In normal times, the displacement of Israeli citizens from their homes leads to a harsh political debate between the left and right. In the previous decade, the Knesset even approved a law requiring a special majority for displacement in exchange for peace. This time, the decision was made unanimously and with no peace agreement in sight. Without any in-depth discussion of the consequences, the residents of the north were called to evacuate on October 8th, one day after the massacre. Many did not wait for the decision and packed their things and fled during the afternoon hours of that Black Sabbath.

They didn't have David Ben-Gurion, who came up north to Kibbutz Ein-Gev in order to quote the poet Natan Alterman in their ears and say: "There is no nation that retreats from the excavations of its life," nor did they have Yigal Allon to make it clear to the residents of Safed that despite the threats, they are not going anywhere. On the contrary, the government urged residents to leave the danger zone.

First to leave were the new residents of the northern border, who are part of a movement of demographic growth in northern border towns that had been going on since the Covid-19 pandemic. Not all of these communities, but many of them, were filled with young people, students from Tel Hai College who fell in love with the nature and landscape of the Upper Galilee. After them went the families, shocked by the horror that wiped out entire families near the southern border in the Gaza Strip. This time, even those who saw holding on to the communities as a matter of national strategic importance precisely during times of security threats - in the spirit of Tel Hai - broke down and fled. Both the imminent threat and the explicit instructions encouraged people to displace themselves.

Whereas terror attacks in Judea and Samaria lead to statements calling for starting new construction or granting building permits, the equation inside pre-1967 Israel has completely reversed since October 7th. Threat leads to withdrawal, displacement, leavetaking. These withdrawals have precedential consequences.

A small ripple that affected all the citizens of the State of Israel was the government's decision to shut down the schools and kindergartens for fear of an Iranian attack.

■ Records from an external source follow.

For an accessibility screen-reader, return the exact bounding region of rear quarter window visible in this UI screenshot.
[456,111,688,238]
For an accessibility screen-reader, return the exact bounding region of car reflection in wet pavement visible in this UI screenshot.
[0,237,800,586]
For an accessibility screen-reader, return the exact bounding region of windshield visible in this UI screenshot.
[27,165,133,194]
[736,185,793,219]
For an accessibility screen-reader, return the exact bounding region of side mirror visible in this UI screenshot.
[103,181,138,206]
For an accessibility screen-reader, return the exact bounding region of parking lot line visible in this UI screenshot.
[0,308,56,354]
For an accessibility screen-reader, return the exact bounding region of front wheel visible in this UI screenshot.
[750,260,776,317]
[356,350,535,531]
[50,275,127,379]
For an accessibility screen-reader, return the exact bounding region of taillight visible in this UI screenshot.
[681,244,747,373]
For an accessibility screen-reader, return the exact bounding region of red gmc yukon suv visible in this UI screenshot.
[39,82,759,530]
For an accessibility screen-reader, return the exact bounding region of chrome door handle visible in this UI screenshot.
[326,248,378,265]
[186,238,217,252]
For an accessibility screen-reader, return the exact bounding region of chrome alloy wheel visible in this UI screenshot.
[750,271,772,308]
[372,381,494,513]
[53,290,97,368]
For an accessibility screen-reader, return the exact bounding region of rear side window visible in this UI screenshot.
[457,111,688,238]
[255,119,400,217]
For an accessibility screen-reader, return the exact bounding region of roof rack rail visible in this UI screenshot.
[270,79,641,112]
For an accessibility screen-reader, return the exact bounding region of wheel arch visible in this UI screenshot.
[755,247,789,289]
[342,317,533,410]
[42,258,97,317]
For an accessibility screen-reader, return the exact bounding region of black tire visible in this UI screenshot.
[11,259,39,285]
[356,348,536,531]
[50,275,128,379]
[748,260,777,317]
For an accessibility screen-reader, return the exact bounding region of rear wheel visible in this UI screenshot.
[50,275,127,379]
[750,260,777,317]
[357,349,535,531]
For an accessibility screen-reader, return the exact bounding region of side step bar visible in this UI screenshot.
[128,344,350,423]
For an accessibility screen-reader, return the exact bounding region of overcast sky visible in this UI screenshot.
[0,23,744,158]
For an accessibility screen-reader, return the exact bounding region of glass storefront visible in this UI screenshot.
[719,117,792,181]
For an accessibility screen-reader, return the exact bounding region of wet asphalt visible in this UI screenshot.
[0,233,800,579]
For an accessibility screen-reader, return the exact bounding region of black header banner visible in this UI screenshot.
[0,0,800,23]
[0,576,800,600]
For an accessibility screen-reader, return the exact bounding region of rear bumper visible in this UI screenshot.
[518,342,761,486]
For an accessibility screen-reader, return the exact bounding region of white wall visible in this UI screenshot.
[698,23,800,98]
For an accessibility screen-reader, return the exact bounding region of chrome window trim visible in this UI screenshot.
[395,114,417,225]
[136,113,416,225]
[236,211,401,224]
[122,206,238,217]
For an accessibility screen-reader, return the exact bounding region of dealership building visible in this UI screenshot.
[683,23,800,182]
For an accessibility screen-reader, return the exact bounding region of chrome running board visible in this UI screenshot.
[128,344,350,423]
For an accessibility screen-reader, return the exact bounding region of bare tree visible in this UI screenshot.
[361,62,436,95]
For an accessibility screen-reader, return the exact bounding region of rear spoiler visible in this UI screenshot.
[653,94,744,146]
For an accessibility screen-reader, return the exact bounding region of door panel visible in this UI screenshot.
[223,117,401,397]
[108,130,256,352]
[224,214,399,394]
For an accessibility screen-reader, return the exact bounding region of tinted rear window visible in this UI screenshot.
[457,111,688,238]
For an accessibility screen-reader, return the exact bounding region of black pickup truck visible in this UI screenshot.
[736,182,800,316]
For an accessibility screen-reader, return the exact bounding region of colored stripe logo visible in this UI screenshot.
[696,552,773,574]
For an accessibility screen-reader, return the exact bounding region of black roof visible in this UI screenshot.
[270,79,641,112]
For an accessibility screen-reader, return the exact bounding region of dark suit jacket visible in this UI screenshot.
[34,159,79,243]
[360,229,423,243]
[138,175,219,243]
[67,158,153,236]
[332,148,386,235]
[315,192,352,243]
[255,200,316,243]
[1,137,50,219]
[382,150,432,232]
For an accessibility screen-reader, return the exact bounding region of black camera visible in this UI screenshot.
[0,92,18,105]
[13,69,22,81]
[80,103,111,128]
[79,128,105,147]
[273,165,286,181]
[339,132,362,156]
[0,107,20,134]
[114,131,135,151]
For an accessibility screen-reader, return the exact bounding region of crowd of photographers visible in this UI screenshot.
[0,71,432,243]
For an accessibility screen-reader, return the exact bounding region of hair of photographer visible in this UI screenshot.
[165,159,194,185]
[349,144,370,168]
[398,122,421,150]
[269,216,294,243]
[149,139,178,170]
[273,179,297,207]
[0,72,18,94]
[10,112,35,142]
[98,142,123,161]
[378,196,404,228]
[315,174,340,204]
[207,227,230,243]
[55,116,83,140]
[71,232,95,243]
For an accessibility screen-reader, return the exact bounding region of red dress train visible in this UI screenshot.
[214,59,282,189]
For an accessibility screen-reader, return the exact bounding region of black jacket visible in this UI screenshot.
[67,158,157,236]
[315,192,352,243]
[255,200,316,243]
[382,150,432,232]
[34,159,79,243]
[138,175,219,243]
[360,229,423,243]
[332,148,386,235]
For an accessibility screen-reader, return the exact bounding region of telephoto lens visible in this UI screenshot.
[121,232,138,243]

The Home Front Comman (Pikud HaOref) changed the instructions late at night. . This doesn’t only demonstrate the importance of integrating young parents (and especially women) in decision-making positions, but mainly lack of understanding of the impact these decisions make on community and national resilience. The fear of the threat became so great that harming the resilience of the residents became the default choice.

This is the same infamous “accordion” policy adopted by the Israeli government during the pandemic, of opening and closing the economy, in accordance with morbidity levels. But now security threats vary from place to place.

The fortress and sanctuary of the Gaza Envelope residents were desecrated. While they are evacuated, they continue to suffer from alarms and missile threats in the places they were evacuated to in Eilat and the Dead Sea. The residents of the north, who have been living on hold for over seven months are groaning in the hotels to which they were evacuated. Although the local authorities have internalized some of the lessons learned during COVID and are trying to provide quality solutions to the residents, the central government has not yet faced the hardships it is causing citizens to suffer.

This is what it looks like when anxiety is a major factor in decision making. We are experiencing existential insecurity, but that is not a work plan. The country's leaders should convey hope and faith that better days are coming, our leadership has to be something we can look up to, despite everything. If anxiety continues winning the day, terror continues winning the battle, and we cannot let that happen anymore.